Re: virus: A few opening statements from a newcomer

Eric Boyd (
Fri, 19 Mar 1999 17:38:59 -0500


Snow Leopard <> writes: <<
I see more flaws in over meme-complexes than with Christianity.

I'd put them on about equal ground, in terms of truth value. Both are more a way of looking at the world -- a special pair of sunglasses, if you will -- and both distort the world in special, revealing ways. The trick with either is not to forget you're wearing those glasses...

I've read the Bible 8 times, (working on 9) and I see flaws, but then I take the time to investigate. That's the piece of the scientific theory that this list seems to be missing. If something LOOKS wrong, it's automatically invalid, along with everything else in the meme-complex.
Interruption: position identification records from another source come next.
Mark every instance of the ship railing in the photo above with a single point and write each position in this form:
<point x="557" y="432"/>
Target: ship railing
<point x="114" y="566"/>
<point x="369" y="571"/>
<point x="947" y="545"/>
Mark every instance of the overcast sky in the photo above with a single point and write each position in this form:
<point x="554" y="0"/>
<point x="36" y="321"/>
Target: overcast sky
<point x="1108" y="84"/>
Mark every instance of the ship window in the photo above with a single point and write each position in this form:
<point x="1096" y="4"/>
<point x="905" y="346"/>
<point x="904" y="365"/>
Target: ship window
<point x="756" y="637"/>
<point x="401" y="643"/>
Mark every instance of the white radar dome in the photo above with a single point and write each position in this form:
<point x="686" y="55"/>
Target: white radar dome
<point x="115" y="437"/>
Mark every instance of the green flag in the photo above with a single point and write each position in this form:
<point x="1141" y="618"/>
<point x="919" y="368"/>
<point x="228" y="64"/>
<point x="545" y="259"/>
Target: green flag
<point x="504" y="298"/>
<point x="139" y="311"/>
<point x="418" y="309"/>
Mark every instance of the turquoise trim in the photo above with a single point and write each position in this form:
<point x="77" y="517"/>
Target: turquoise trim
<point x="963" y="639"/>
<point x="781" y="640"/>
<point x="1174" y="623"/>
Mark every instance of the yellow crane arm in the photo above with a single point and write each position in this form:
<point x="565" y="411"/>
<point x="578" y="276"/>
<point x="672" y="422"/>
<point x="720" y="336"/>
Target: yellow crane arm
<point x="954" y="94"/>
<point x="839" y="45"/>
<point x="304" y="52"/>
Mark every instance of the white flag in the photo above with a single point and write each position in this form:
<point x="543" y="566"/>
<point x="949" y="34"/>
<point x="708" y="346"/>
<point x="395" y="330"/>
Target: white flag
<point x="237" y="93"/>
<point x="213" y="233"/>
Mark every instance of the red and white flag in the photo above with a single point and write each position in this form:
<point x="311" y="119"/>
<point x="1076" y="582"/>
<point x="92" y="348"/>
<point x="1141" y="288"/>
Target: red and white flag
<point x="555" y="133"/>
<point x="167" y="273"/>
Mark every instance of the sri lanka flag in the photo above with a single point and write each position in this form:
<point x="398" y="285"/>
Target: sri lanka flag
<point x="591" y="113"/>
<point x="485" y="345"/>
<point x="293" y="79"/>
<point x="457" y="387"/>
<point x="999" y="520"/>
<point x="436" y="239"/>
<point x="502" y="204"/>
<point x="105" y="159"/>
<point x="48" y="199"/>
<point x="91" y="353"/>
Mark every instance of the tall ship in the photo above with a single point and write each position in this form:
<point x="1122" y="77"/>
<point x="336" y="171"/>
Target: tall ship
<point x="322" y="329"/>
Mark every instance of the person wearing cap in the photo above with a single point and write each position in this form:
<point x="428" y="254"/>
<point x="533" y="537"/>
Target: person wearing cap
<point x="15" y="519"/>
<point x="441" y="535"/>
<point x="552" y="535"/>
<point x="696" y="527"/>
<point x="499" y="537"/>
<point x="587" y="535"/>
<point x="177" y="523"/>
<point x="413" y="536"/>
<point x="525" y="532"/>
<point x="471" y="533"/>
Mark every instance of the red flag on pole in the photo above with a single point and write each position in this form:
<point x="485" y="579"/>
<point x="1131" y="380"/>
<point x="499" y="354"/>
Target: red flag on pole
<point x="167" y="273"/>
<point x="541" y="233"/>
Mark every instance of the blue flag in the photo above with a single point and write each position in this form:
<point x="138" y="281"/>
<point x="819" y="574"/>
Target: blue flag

Well, if you're interested in places in which the Bible is factually wrong, start with Genesis. Nearly totally bunk. The best way to show the errors of the Bible, however, is by internal contradiction. See _The Age of Reason_ by Thomas Paine; he did an admirable job well over one hundred years ago. Also of note is the _Enclopedia of Biblical Errancy_. Reading the Bible from cover to cover is useful only if you have been trained in critical thinking and have an *excellent* memory. A much better method to is pick a topic and find out what different Biblical authors had to say about it. Or to do a comparisom study on what the four different gospels say Jesus did and said. (line them up and follow chronologically in all four. Multiple Bible help, although you could always just rip out the appropriate sections)

Get this- there are two kind of people in every church organization-the religious, and the faithful. One says what there church says, plays mirror for some set of memes that mean nothing. The other examines their faith, looks for why it is true, makes sure that they haven't been douped.

You cast the same two groups as I see, but you cast them opposite. I consider the religious people the ones who question, the intelligent ones. The faithful, on the other hand, are mere sheeps, who have fait h (blind or not) in what the Good Book and their Shepherd have to say. They are all alike, and to get their opinions, it's easier just to read Paul and John (boring!)

I consider myself a fairly religious person, but think faith is that-which-is-to-be-avoided. I eagerly await your post on why faith isn't the "disease" I take it to be.